Translation From the Holy Gospel According to Luke
When Jesus was twelve years old, they going up into Jerusalem according to the custom of the feast, and having fulfilled the days, when they returned, the Child Jesus remained in Jerusalem, and His parents knew it not. And thinking that He was in the company, they came a day’s journey, and sought Him among their kinsfolk and acquaintances. And not finding Him, they returned into Jerusalem, seeking Him. And it came to pass that after three days they found Him in the Temple, sitting in the midst of the doctors, hearing them and asking them questions. And all that heard Him were astonished at His wisdom and His answers. And seeing Him they wondered. And His Mother said to Him: Son, why hast Thou done so to us? Behold Thy father and I have sought Thee sorrowing. And He said to them: how is it that you sought Me? Did you not know that I must be about My Father’s business? And they understood not the word that He spoke unto them. And he went down with them and came to Nazareth, and was subject to them. And His Mother kept all these words in her heart. And Jesus advanced in wisdom and age and grace with God and men.
A Message From St. John Paul II’s Homily for the Feast of the Holy Family, 1978
The family of Nazareth, which the Church, especially in today’s liturgy, puts before the eyes of all families, really constitutes that culminating point of reference for the holiness of every human family. The history of this Family is described very concisely in the pages of the Gospel. We get to know only a few events in its life. However what we learn is sufficient to be able to involve the fundamental moments in the life of every family, and to show that dimension, to which all men who live a family life are called: fathers, mothers, parents, children, The Gospel shows us, very clearly, the educative aspect of the family. He went down with them and came to Nazareth, and was obedient to them (Luke 2:51).
This submission, obedience, readiness to accept the mature examples of the human conduct of the family, is necessary, on the part of children and of the young generation. Jesus, too, was “obedient” in this way. And parents must measure their whole conduct with this “obedience”, this readiness of the child to accept the examples of human behaviour. This is the particularly delicate point of their responsibility as parents, of their responsibility with regard to the man, this little and then growing man entrusted to them by God himself. They must also keep in mind everything that happened in the life of the Family of Nazareth when Jesus was twelve years old; that is, they bring up their child not just for themselves, but for him, for the tasks which he will have to assume later. The twelve-year-old Jesus replied to Mary and Joseph: Did you not know that I must be about my Father’s business? (Luke 2:40).
The deepest human problems are connected with the family. It constitutes the primary, fundamental and irreplaceable community for man. The mission of being the primary vital cell of society has been given to the family by God himself, the Second Vatican Council affirms. (Apostolicam Actuositatem, 11). The Church wishes to bear a particular witness to that too during the Octave of Christmas, by means of the feast of the Holy Family. She wishes to recall that the fundamental values, which cannot be violated without incalculable harm of a moral nature, are bound up with the family. Material perspectives and the “economico-social” point of view often prevail over the principles of Christian and even human morality. It is not enough, then, to express only regret. It is necessary to defend these fundamental values tenaciously and firmly, because their violation does incalculable harm to society and, in the last analysis, to man. No experience of the different nations in the history of mankind, as well as our contemporary experience, can serve as an argument to reaffirm this painful truth, that is, that it is easy, in the fundamental sphere of human existence in which the role of the family is decisive, to destroy essential values, while it is very difficult to reconstruct these values.
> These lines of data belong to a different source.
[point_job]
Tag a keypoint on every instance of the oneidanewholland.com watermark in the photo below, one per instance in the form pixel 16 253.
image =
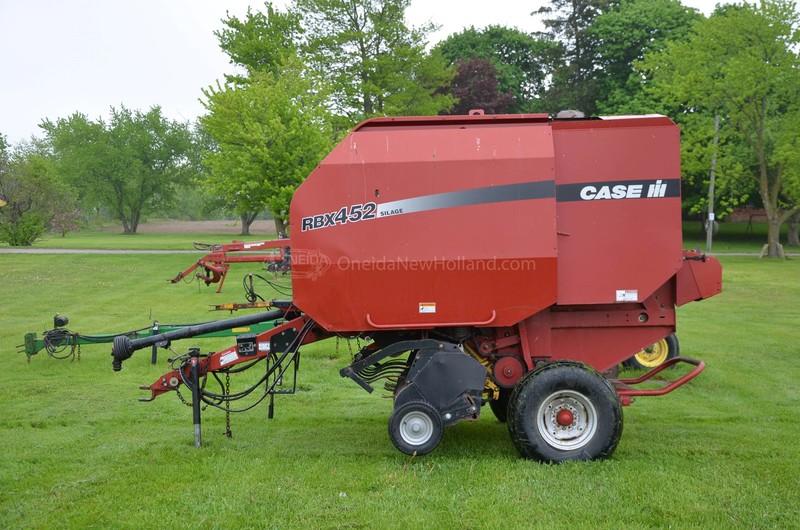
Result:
pixel 314 264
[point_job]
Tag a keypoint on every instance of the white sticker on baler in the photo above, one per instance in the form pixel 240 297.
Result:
pixel 427 307
pixel 627 295
pixel 227 358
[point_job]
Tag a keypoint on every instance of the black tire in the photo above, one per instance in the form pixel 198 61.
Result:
pixel 571 392
pixel 415 427
pixel 655 355
pixel 499 406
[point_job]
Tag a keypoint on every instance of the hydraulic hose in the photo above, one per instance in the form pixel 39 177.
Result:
pixel 124 347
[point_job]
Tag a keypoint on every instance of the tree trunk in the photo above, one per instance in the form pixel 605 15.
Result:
pixel 247 220
pixel 280 228
pixel 773 248
pixel 135 216
pixel 794 240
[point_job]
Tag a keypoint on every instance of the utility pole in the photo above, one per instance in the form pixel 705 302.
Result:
pixel 710 221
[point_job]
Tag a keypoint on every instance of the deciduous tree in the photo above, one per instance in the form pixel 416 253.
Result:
pixel 742 63
pixel 31 194
pixel 523 63
pixel 132 164
pixel 270 133
pixel 476 87
pixel 375 62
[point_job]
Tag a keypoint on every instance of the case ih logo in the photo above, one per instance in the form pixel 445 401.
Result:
pixel 622 191
pixel 630 189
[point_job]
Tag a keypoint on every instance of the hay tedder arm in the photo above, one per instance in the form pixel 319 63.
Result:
pixel 278 347
pixel 216 264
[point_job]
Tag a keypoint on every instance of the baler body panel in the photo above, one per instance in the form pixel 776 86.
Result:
pixel 564 236
pixel 461 228
pixel 616 243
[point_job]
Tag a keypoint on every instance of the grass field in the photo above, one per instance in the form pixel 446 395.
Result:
pixel 732 237
pixel 79 450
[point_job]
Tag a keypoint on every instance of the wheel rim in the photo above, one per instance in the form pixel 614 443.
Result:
pixel 416 428
pixel 654 355
pixel 566 420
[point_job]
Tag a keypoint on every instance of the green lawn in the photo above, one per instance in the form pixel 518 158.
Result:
pixel 80 451
pixel 732 237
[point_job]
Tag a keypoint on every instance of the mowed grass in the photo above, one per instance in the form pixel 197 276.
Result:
pixel 732 237
pixel 80 451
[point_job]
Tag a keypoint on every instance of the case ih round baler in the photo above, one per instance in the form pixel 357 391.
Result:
pixel 506 259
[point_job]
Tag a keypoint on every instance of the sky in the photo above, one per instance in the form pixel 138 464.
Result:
pixel 58 57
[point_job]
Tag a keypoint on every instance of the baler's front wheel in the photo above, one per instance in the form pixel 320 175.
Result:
pixel 564 411
pixel 656 354
pixel 415 427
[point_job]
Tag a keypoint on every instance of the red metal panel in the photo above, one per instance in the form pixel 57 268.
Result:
pixel 616 244
pixel 463 228
pixel 699 278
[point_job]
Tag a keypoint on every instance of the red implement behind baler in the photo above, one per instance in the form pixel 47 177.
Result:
pixel 504 259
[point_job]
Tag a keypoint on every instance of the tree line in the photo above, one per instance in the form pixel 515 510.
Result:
pixel 303 76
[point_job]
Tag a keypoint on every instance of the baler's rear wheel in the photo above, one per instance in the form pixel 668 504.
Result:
pixel 564 411
pixel 500 406
pixel 415 427
pixel 656 354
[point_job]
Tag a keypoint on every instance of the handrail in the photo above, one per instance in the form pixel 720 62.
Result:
pixel 669 387
pixel 430 324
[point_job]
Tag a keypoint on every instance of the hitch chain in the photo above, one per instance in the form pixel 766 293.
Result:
pixel 228 432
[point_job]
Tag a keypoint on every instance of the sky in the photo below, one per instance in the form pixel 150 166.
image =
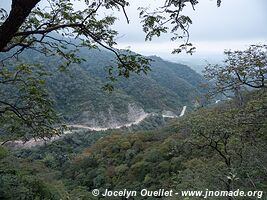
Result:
pixel 235 25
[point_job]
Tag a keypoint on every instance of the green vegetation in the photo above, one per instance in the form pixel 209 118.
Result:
pixel 219 148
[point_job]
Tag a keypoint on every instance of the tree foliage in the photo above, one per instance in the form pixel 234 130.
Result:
pixel 241 69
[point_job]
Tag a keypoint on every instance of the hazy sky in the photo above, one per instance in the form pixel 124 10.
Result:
pixel 235 25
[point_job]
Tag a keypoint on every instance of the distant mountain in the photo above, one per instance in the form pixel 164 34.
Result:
pixel 80 98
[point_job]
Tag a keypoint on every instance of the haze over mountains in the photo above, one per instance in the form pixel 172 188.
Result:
pixel 81 100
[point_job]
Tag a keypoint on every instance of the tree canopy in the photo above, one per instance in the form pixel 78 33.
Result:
pixel 56 28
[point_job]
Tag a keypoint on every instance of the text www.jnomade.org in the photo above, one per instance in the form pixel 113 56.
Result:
pixel 169 193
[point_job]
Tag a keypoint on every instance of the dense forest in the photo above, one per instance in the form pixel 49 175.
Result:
pixel 82 118
pixel 204 149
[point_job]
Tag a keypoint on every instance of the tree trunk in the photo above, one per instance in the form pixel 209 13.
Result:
pixel 20 10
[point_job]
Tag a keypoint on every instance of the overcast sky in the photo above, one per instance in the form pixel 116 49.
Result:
pixel 235 25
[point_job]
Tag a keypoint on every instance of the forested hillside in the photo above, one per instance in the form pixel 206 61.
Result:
pixel 206 149
pixel 80 99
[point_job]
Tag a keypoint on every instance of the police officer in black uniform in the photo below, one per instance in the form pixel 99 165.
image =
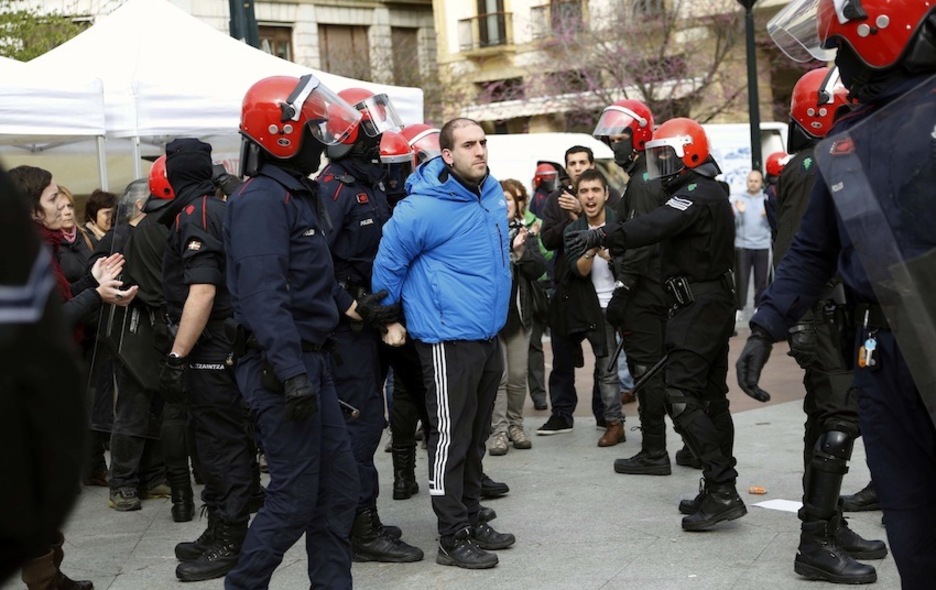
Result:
pixel 354 195
pixel 638 306
pixel 828 547
pixel 695 229
pixel 283 290
pixel 196 370
pixel 875 169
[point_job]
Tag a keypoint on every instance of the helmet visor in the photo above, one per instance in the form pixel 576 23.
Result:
pixel 795 30
pixel 663 161
pixel 615 120
pixel 328 116
pixel 378 115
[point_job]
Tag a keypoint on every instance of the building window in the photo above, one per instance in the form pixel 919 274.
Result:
pixel 406 70
pixel 276 41
pixel 345 51
pixel 491 28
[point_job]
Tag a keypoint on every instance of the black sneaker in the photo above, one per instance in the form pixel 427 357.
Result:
pixel 124 500
pixel 462 551
pixel 487 538
pixel 555 425
pixel 643 463
pixel 491 488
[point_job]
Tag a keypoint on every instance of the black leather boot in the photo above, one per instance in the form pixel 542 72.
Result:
pixel 854 544
pixel 404 472
pixel 183 502
pixel 219 558
pixel 820 557
pixel 369 542
pixel 721 502
pixel 192 550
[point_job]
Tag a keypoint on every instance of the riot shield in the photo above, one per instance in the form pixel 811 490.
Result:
pixel 881 174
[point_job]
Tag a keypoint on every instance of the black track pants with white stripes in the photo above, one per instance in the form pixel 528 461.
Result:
pixel 461 383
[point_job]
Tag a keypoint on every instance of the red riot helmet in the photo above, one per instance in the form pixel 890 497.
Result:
pixel 545 177
pixel 394 149
pixel 817 97
pixel 879 31
pixel 159 182
pixel 677 145
pixel 277 109
pixel 424 139
pixel 623 115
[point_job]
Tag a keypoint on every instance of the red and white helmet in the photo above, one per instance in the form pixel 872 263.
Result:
pixel 817 96
pixel 159 181
pixel 424 140
pixel 623 115
pixel 277 109
pixel 394 149
pixel 879 31
pixel 677 144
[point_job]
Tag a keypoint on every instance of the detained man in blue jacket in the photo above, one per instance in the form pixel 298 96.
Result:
pixel 444 254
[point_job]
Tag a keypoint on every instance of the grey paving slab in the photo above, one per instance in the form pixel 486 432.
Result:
pixel 579 525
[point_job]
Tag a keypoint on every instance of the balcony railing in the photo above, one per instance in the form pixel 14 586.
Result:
pixel 563 17
pixel 493 29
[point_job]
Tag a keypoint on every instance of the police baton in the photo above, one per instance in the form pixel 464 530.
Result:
pixel 649 374
pixel 349 409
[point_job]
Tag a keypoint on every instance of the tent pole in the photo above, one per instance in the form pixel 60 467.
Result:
pixel 102 162
pixel 135 151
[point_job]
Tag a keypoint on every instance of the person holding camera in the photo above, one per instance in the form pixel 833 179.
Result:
pixel 527 264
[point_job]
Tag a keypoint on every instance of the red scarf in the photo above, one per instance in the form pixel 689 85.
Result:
pixel 54 239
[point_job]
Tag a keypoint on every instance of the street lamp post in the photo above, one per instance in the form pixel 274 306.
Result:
pixel 753 99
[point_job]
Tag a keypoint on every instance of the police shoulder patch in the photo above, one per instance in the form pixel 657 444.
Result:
pixel 679 203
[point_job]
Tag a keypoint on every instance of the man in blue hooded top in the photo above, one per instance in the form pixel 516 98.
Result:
pixel 444 254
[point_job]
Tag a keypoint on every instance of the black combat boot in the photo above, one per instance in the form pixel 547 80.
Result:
pixel 404 472
pixel 369 542
pixel 854 544
pixel 820 557
pixel 719 503
pixel 462 551
pixel 192 550
pixel 219 558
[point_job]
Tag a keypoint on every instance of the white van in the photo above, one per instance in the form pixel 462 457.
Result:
pixel 730 144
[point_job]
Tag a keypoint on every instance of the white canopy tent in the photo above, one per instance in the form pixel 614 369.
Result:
pixel 40 112
pixel 166 74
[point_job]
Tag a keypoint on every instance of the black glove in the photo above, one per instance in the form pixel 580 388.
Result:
pixel 375 314
pixel 751 362
pixel 804 345
pixel 301 398
pixel 172 380
pixel 579 242
pixel 615 310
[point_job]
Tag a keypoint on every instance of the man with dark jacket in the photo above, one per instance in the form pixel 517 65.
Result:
pixel 196 367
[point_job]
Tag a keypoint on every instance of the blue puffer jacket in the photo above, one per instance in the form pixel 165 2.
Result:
pixel 444 252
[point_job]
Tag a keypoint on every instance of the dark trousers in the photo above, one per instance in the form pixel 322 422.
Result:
pixel 751 261
pixel 409 393
pixel 461 379
pixel 356 370
pixel 216 414
pixel 562 395
pixel 645 326
pixel 313 483
pixel 536 363
pixel 695 378
pixel 900 441
pixel 136 458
What are these values? If we had to answer this question adequately, it would be necessary to indicate the whole hierarchy and the set of values which define and condition one another. But trying to express ourself concisely, let us say that here it is a question of two fundamental values which fall strictly into the context of what we call “conjugal love”. The first of them is the value of the person which is expressed in absolute mutual faithfulness until death: the faithfulness of the husband to his wife and of the wife to her husband. The consequence of this affirmation of the value of the person, which is expressed in the mutual relationship between husband and wife, must also be respect for the personal value of the new life, that is, of the child, from the first moment of his conception.
The Church can never dispense herself from the obligation of guarding these two fundamental values, connected with the vocation of the family. Custody of them was entrusted to the Church by Christ, in such a way as leaves no doubt. At the same time, the self-evidence of these values—humanly understood— is such that the Church, defending them, sees herself as the spokesman of true human dignity: of the good of the person, of the family, of the nations. While maintaining respect for all those who think differently, it is very difficult to recognize, from the objective and impartial point of view, that anyone who betrays conjugal faithfulness, or who permits life conceived in the mother’s womb to be wiped out and destroyed, behaves in a way consistent with true human dignity. Consequently, it cannot be admitted that programmes which suggest, which facilitate, which admit such behaviour serve the objective well-being of man, the moral well-being, and help to make human life really more human, really more worthy of man; that they serve to construct a better society.